After a very cool spring, summer arrived with a welcome vengeance on the weekend before the show. A week of sunny humid weather with temperatures in the upper 20s did not seem to have adversely affected the plants, for this year’s show was full of a delightful array of the voluptuous, the downright gaudy and the seldom-seen, grown to perfection by the exhibitors. This was a tribute to Bill Squire who has decided that this was to be his last show as secretary. Congratulations are due to him and the Dorset team for their past efforts and in particular we wish them all good fortune in identifying a successor. The hall and facility have undergone a substantial facelift which has not been without its problems for the team but has resulted in what must now be one of the best venues in the country for a show. A light and airy foyer is large enough to accommodate all of the nurserymen and the hall is very well lit by natural daylight. The show must go on!
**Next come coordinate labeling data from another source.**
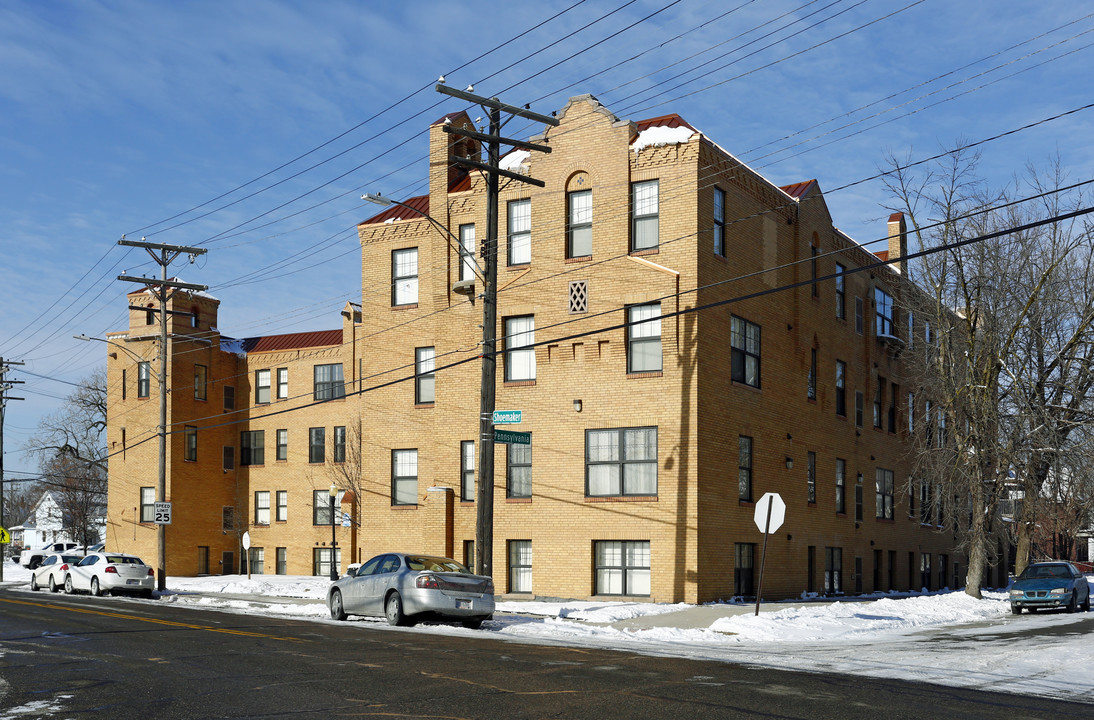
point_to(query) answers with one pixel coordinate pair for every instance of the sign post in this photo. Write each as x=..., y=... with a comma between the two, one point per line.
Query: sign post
x=770, y=512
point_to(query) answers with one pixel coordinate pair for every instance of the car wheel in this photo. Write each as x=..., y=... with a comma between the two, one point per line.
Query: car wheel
x=337, y=612
x=393, y=610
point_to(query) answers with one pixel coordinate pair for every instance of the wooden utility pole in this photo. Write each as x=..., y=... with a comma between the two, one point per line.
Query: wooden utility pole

The first thing we noticed on entering the hall was the largest Campanula that I think that we ever seen. It formed the centrepiece of an excellent AGS Medal winning six-pan class and duly wrested the Farrer Medal for those Campanula experts, Lee & Julie Martin. C. sp MELJ 200944 had been introduced from seed from a north-facing cliff near Napflion in the Peloponnese and a few seedlings had been passed on the exhibitors just two years ago. It is one of the rock crevice dwelling, monocarpic species and seems to have greatest affinity with C. andrewsii. The seedlings were pricked out into individual pots of 1 part loam, ½ part leaf mould, 2 parts grit sand and ½ part perlite and then kept growing by frequent repotting; it had been moved on six times during its short life. The only other treatment meted out is removal of the central, upright leading flower shoot at an early stage, encouraging the stems to radiate outwards into the fabulous blue cascade was on view. Although only 40 % of the flowers had been out for the Malvern Show a fortnight earlier, it still received a Certificate of Merit there. The potful had been moved around to keep it shaded ever since.
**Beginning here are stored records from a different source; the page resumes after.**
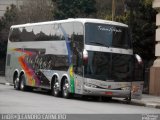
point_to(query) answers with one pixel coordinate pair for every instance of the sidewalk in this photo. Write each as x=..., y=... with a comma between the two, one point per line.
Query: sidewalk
x=147, y=100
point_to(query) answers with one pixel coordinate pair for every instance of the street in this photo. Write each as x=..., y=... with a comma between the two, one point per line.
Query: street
x=14, y=101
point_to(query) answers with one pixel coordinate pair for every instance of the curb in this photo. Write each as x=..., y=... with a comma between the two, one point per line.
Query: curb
x=146, y=104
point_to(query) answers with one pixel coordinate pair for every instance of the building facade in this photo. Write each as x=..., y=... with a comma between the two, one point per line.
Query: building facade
x=154, y=86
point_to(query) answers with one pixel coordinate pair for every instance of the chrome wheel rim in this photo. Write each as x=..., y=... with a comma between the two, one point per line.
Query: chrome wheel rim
x=66, y=88
x=56, y=87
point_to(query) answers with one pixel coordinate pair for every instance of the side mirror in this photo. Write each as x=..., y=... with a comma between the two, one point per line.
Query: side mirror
x=139, y=59
x=85, y=57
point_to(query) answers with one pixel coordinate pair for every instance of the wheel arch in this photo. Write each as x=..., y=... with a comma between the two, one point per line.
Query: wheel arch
x=53, y=79
x=62, y=80
x=15, y=74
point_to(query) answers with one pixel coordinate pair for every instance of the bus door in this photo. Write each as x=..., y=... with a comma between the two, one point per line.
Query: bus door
x=137, y=83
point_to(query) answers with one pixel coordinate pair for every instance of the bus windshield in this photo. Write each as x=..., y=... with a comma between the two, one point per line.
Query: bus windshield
x=107, y=35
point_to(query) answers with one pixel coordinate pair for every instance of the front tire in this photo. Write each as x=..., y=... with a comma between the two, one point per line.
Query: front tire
x=16, y=83
x=23, y=86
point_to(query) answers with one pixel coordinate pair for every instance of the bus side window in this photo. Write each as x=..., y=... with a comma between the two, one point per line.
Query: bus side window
x=78, y=43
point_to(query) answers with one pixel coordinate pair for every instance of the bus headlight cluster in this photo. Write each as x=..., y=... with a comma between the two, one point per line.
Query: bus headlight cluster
x=90, y=85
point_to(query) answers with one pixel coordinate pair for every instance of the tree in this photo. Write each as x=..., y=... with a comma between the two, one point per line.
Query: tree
x=143, y=29
x=73, y=8
x=35, y=11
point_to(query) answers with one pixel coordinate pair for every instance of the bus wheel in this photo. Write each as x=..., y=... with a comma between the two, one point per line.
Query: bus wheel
x=16, y=83
x=55, y=88
x=22, y=83
x=65, y=89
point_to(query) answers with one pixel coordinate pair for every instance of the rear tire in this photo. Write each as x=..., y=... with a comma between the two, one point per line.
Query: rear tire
x=65, y=89
x=56, y=88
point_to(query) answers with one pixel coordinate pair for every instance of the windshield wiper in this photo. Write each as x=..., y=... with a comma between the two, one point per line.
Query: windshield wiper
x=99, y=43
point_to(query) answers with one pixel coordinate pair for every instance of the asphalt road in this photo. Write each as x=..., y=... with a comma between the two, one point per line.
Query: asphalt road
x=14, y=101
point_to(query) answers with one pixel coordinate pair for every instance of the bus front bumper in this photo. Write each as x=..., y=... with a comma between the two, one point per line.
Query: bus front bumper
x=105, y=92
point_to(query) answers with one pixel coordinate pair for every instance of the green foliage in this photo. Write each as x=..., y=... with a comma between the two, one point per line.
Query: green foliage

This was not the only outstanding plant: three Certificates of Merit went to Joy Bishop’s Tropaeolum sessiliflorum, quite the largest example of Dionysia involucrata ‘Gothenburg White’ we had ever seen (Gill & Paul Ranson - left) and a prodigiously-flowered Salvia cyanescens (David Richards).
Cecilia Coller habitually exhibits unusual southern hemisphere plants and seems to have close to a monopoly in the dwarf shrub classes. Selago galpinii was part of her three-pan entry. It makes a dome of frothy blue flowers, its delicacy belying its hardiness. It came as no surprise that a host of other well grown plants allowed her to win the Stanton Award (most first prizes in the Open Section), an AGS Medal for six 19 cm pans and the Roger Smith Cup for six plants grown from seed.
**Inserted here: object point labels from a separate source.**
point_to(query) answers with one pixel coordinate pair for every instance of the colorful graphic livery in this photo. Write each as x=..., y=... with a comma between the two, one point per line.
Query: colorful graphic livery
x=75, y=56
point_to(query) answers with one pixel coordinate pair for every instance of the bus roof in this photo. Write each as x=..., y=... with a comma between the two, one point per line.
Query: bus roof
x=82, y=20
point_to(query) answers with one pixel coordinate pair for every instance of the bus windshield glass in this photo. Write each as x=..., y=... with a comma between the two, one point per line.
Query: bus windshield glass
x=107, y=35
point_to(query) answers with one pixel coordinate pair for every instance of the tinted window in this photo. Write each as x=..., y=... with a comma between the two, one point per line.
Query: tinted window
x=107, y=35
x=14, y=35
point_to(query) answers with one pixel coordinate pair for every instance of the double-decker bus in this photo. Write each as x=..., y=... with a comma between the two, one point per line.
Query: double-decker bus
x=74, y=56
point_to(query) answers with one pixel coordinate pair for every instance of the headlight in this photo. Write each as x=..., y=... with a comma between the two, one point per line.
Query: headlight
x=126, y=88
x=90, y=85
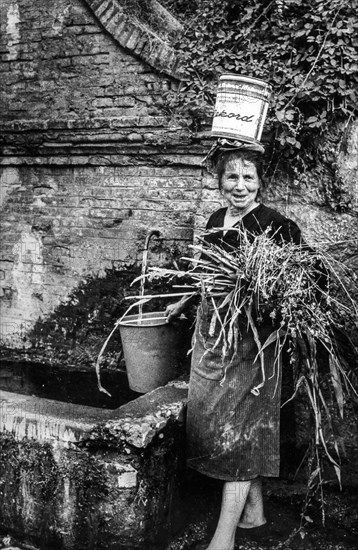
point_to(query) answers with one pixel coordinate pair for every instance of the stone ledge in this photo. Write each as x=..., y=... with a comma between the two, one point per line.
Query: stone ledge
x=139, y=421
x=135, y=423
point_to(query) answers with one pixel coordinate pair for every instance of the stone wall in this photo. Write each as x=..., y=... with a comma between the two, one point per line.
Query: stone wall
x=90, y=161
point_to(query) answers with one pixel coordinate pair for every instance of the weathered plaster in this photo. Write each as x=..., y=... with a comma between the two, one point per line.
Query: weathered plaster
x=13, y=30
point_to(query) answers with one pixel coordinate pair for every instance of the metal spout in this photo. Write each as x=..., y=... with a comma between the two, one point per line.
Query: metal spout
x=152, y=233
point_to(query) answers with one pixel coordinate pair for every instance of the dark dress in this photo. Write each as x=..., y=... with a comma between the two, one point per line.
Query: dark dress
x=233, y=434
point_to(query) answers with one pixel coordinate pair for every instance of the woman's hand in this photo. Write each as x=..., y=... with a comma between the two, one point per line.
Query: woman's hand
x=174, y=310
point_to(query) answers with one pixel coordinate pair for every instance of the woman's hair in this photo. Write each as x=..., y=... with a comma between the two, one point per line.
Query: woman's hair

Rhododendrons are still in full flower in parks and gardens and two superb dwarf species shown by Dave Mountfort made their presence known for quite different reasons. R. kiusianum, raised from NARGS seed sown in 1996, was completely covered in small flowers, hiding the tiny leaves, whereas R. lowndesii [left] was noteworthy for producing any flowers at all. The latter, a very difficult plant to flower well, had yielded a succession of flowers over the last few weeks thanks to Dave growing it (in fact both species) in dappled shade rather than full sun. Automatic watering ensures that the ericaceous mix is constantly damp.
Polygonatum aff. prattii (shown by Ivan Pinnick - right) would be a fitting companion for the above. There are some tall species emanating from China but this is quite the opposite, being a mere 15cm high with rather sombre, 1cm bells dangling beneath, and the added bonus of quite a strong almond scent. Also from China, Pleione chunii (shown by Ian Robertson) is one of the later flowering species. Ian grows this frost-free in a compost comprising pure sphagnum moss peat, the pseudobulbs fed regularly with quarter strength fertiliser (high nitrogen before July and high in potassium afterwards until dormancy sets by the autumn).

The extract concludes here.